Advantageous Effects of Invention

[0023] With the present disclosure, it is possible to provide a double-stranded nucleic acid complex that can provide a designable level of suppression of the expression of a target gene and the level of delivery to a target site, a composition (e.g., a pharmaceutical composition) that includes the double-stranded nucleic acid complex, and a method involving the double-stranded nucleic acid complex (e.g., a method of manufacture and/or a method of use).

BRIEF DESCRIPTION OF DRAWINGS

[0024] FIG. 1 is a drawing illustrating an example of a typical mechanism of the antisense method.

[0025] FIG. 2A is a drawing illustrating an example of one embodiment of the double-stranded nucleic acid complex according to the present disclosure.

[0026] FIG. 2B is a drawing illustrating an example of one embodiment of the double-stranded nucleic acid complex according to the present disclosure.

[0027] FIG. 2C is a drawing illustrating an example of one embodiment of the double-stranded nucleic acid complex according to the present disclosure.

[0028] FIG. 3 is a drawing illustrating the structures of various natural nucleosides or non-natural nucleosides.

[0029] FIG. 4 is a graph illustrating the results of experiments described in Embodiments 1 to 6 and Comparative Example 1, wherein the target gene (ApoB) expression suppressing effects of the nucleic acid complex according to the present invention were compared.

[0030] FIG. 5 is a graph illustrating the results of experiments described in Embodiments 1 to 6 and Comparative Example 1, wherein the levels of transfer of the nucleic acid complex according to the present invention to a target site were compared.

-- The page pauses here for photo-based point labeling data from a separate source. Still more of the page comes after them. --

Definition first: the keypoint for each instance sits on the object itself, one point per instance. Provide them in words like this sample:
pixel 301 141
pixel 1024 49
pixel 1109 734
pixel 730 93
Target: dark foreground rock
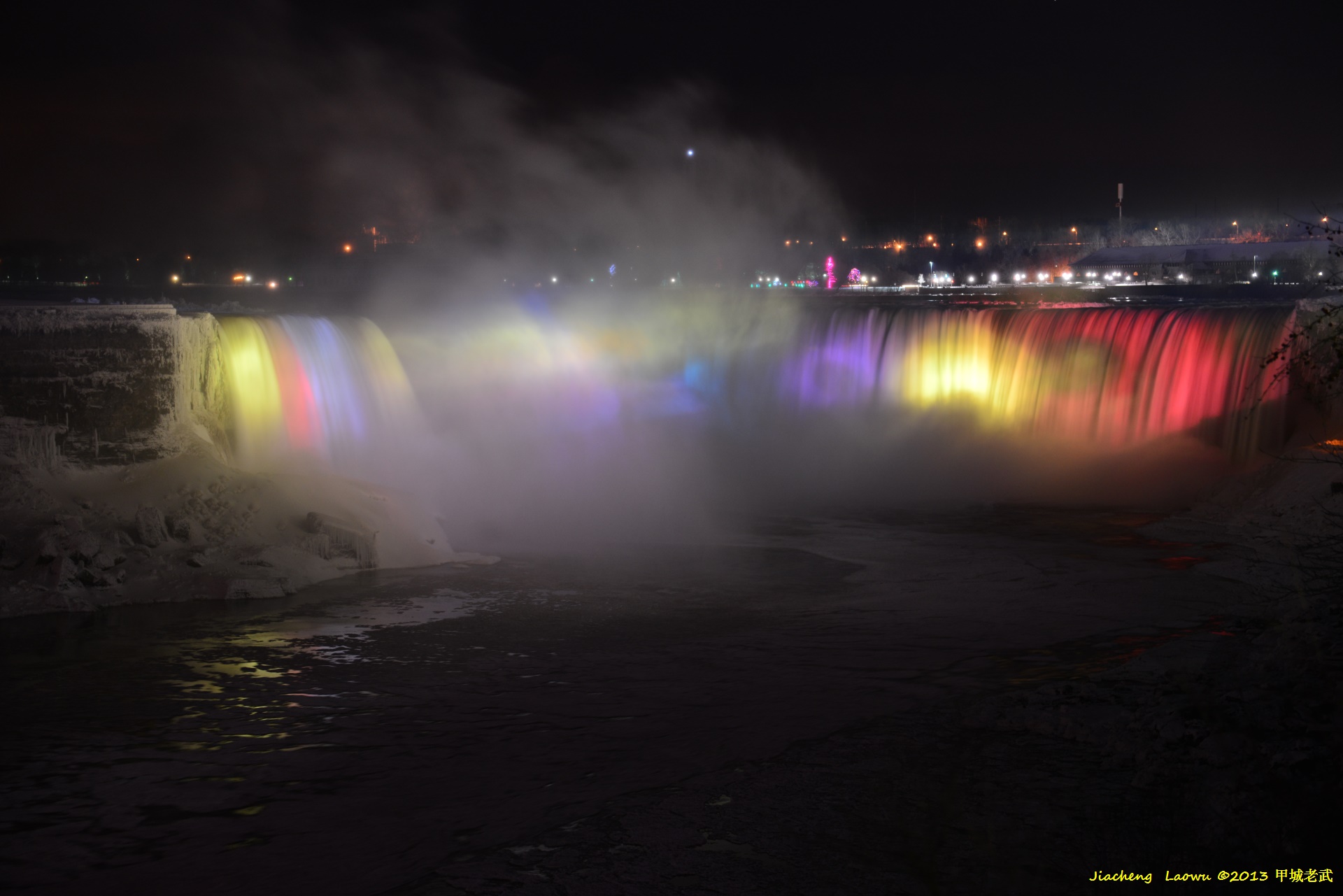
pixel 1211 750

DESCRIPTION OF EMBODIMENTS

[0031] In this specification, the numerical ranges indicated using "-" indicate ranges including the numerical values listed on either side of the "-" as the minimum and maximum values, respectively. In the numerical ranges described stepwise in this specification, the upper limit or lower limit described for a give numerical range may be substituted for an upper limit or lower limit of the numerical range of another stepwise description. In addition, in the numerical ranges described in this specification, the upper limit or lower limit described for a give numerical range may be substituted for the values indicated in the embodiments.

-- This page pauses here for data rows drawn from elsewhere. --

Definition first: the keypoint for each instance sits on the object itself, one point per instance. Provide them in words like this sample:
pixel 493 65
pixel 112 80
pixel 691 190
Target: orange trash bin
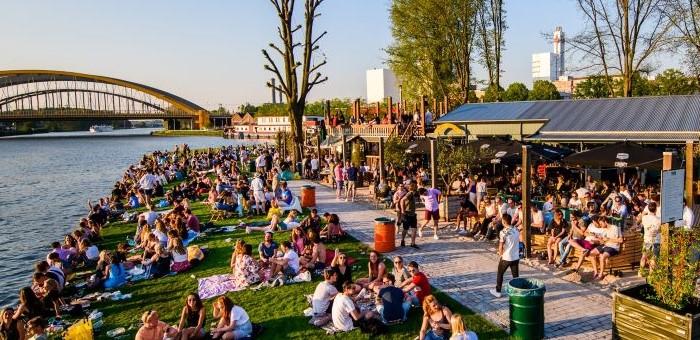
pixel 384 234
pixel 308 196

[0032] In this specification, when there are a plurality of substances corresponding to each component in a composition, the amount of each component in the composition indicates the total amount of the plurality of substances present in the composition unless specified otherwise.

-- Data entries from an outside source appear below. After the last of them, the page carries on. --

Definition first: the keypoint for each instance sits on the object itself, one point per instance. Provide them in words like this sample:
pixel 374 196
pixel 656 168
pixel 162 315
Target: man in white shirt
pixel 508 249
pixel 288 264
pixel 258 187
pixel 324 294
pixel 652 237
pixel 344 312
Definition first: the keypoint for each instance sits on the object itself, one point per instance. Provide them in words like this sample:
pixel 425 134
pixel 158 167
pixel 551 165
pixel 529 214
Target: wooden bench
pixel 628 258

[0033] In this specification, combinations of preferable modes are more preferable modes.

[0034] In this specification, the term "nucleic acid" is used synonymously with a polynucleotide and an oligonucleotide and refers to a nucleotide polymer or oligomer of any length.

[0035] The term "nucleic acid strand," "nucleotide strand," or "strand" in this specification is also used to indicate an oligonucleotide in this specification.

[0036] The term "nucleic acid base" or "base" indicates a heterocyclic moiety that can be paired with a base of another nucleic acid. The term "complementary" in this specification refers to a relationship in which so-called Watson-Crick base pairs (i.e., natural type base pairs) or non-Watson-Crick base pairs (e.g., Hoogsteen base pairs and the like) can be formed via hydrogen bonding.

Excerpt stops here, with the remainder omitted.